Jesvin Jose
Jesvin Jose

Reputation: 23088

Executing multiple statements with Postgresql via SQLAlchemy does not persist changes

This does not work – the update has no effect:

command = "select content from blog where slug = 'meow'; update account_balance set balance=200 where id=1; select 1 from blog;"
content = db.engine.scalar(command)

Switching the statements performs the update and select successfully:

command = "update account_balance set balance=200 where id=1; select content from blog where slug = 'meow';"
content = db.engine.scalar(command)

Why does the first not work? It works in Pgadmin. I enabled autocommit with Flask-Sqlalchemy.

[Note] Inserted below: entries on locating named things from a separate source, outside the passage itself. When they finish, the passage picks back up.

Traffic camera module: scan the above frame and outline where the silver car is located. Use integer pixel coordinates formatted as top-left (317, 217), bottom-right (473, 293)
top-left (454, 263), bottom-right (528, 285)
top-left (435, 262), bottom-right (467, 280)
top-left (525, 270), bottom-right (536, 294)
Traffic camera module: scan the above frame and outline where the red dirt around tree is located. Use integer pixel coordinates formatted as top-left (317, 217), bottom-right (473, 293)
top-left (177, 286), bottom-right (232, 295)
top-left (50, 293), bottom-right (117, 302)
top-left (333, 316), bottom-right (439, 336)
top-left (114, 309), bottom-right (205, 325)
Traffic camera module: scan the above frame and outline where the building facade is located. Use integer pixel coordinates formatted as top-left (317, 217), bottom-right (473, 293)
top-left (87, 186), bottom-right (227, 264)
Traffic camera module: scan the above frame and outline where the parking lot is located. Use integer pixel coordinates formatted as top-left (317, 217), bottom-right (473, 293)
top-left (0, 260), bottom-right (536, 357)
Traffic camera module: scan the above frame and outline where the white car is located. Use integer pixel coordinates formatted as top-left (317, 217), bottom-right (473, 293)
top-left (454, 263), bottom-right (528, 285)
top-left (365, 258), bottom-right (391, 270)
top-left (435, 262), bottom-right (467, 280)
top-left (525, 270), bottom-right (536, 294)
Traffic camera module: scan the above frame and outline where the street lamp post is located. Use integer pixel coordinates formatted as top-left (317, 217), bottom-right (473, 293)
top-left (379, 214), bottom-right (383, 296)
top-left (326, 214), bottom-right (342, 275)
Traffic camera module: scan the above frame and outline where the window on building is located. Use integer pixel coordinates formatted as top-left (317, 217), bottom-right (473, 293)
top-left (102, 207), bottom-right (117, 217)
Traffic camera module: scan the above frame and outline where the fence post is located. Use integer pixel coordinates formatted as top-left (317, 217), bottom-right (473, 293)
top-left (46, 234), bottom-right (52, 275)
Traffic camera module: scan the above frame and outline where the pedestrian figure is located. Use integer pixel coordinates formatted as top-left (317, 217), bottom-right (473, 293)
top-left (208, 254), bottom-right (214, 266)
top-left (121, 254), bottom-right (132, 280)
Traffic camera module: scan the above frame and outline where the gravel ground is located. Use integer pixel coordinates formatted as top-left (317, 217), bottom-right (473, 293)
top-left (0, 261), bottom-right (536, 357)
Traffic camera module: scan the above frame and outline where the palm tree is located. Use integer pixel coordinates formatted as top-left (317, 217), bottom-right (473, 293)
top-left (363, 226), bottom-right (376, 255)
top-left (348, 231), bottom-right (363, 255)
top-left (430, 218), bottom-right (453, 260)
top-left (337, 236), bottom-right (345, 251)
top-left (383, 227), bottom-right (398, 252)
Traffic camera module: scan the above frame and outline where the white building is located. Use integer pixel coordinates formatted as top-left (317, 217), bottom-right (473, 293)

I am doing a workshop on SQL injection, so please dont rewrite the solution!

Upvotes: 7

Views: 5291

Answers (3)

LoMaPh
LoMaPh

Reputation: 1690

If you want to create a table using SELECT INTO:

As explained above engine.execute('select * into a from b') doesn't work. Instead you can do as follows:

conn = engine.raw_connection()
cursor = conn.cursor()

cursor.execute('select * into a from b')
conn.commit() 

Upvotes: 0

Ilja Everilä
Ilja Everilä

Reputation: 52939

The way SQLAlchemy's autocommit works is that it inspects the issued statements, trying to detect whether or not data is modified:

..., SQLAlchemy implements its own “autocommit” feature which works completely consistently across all backends. This is achieved by detecting statements which represent data-changing operations, i.e. INSERT, UPDATE, DELETE, as well as data definition language (DDL) statements such as CREATE TABLE, ALTER TABLE, and then issuing a COMMIT automatically if no transaction is in progress. The detection is based on the presence of the autocommit=True execution option on the statement. If the statement is a text-only statement and the flag is not set, a regular expression is used to detect INSERT, UPDATE, DELETE, as well as a variety of other commands for a particular backend

Since multiple result sets are not supported at SQLAlchemy level, in your first example the detection simply omits issuing a COMMIT because the first statement is a SELECT, where as in your second example it is an UPDATE. No attempt to detect data modifying statements from multiple statements takes place.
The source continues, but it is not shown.